University of Michigan
Cyclotron Building Addition
Ann Arbor, MI
The University of Michigan’s Cyclotron, the positron production site and its by-product of radioactive exhaust gas, is in the midst of a dense research and clinical campus and no casual observer would ever know it. The building infills an existing courtyard and blends beautifully into the campus landscape by creating a rooftop garden plaza for casual collaboration.
The building replaces the University’s existing production facilities for PETtrace radiochemistry (radio pharmaceuticals), which are used in both clinical and research applications.

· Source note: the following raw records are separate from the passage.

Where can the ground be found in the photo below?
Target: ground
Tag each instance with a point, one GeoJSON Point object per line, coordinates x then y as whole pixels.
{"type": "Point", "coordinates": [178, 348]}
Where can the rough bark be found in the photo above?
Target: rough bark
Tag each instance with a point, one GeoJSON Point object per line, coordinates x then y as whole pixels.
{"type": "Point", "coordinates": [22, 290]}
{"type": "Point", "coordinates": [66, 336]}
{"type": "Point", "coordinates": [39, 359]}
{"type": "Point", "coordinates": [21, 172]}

Lord Aeck Sargent’s deep understanding of research and testing facility requirements and close collaboration the University of Michigan physicists and facility managers was critical to the successful delivery of this building. The facility includes:
- Shielded cyclotron vault configured to house two GE, 16.5 MeV cyclotrons, which are used to create radioisotopes
- Chemistry receipt and research lab, where chemistry is prepared for production
- Radiochemistry production labs – The radioisotopes produced by the cyclotron are mixed in shielded hot cells, then transported pneumatically to the nearby hospital
- Radiochemistry QC lab – Radiochemistry is analyzed before being delivered for clinical or research applications
- Laboratory ante room – Used to control access to and the environment of the laboratory spaces.
- Underground decay maze – Delays exhaust until radioactive isotopes have decayed to safe exhaust levels.